Pursuing his interest in the relation between gulls and humans, Dee studies the literature of gulls – history, novels, films, philosophy – from Henry Mayhew’s history of 19th-century London through Jonathan Livingston Seagull to Chekhov and Beckett. I found these chapters less engaging: I didn’t find a summary of The Seagull or The Birds illuminated much for me; ‘explaining’ Beckett is next to impossible. I suspect this is a matter of taste and style; other readers may well enjoy these literary excursions more than I did.
What I did particularly enjoy, late in the book, is an account of a visit to Madagascar with two scientific ecologists to study an unidentified bird call. The chapter picks up and develops a key theme of the book – the importance of attention and careful watching.
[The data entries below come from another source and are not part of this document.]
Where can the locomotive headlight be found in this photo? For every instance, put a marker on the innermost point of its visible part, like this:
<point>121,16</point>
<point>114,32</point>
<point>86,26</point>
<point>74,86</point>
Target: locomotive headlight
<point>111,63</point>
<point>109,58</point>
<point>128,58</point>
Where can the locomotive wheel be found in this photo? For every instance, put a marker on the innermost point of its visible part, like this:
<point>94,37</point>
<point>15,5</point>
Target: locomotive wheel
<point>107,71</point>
Dee is left alone in a clearing in the dark of the forest night, just waiting in the silence. Time and self slip: “we – the clearing and I – entered some other realm.” Almost like a ghost, “in this blank my seeing grew. I was next to nothing and was looking at a place that was regardless of me.” With an apposite phrase – “the emptying of everything without the removal of anything” – he draws the reader into an experience I have elsewhere called a ‘moment of grace’, when the Cartesian split between subject and object dissolves. Accounts of such moments are, I believe, deeply significant in shifting our habitual sense of placing ‘Nature’ ‘out there’.
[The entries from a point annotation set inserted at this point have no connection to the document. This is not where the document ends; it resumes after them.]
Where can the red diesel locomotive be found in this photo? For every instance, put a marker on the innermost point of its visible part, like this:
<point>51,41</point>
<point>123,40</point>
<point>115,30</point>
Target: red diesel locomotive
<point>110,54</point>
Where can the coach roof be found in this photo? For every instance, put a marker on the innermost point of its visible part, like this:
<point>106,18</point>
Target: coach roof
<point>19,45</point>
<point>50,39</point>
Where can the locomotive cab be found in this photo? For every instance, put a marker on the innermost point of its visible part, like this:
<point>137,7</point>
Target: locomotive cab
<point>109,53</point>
This is a book that weaves many themes: gulls in relation to human hatred and enthusiasm; diversity, speciation, evolution; human artfulness and sense-making. It may best be seen as a collection of essays around these themes, to be picked up and savoured chapter by chapter over time. Dee is trying to discover how our thinking about these birds has shaped the way we know them; and many would argue that any chance of human survival with dignity rests on developing new ways of thinking about the more-than-human world. More immediately, he certainly made me think differently about urban gulls, and so too about the badgers who dig up my lawn, and the squirrels who strip my apple trees.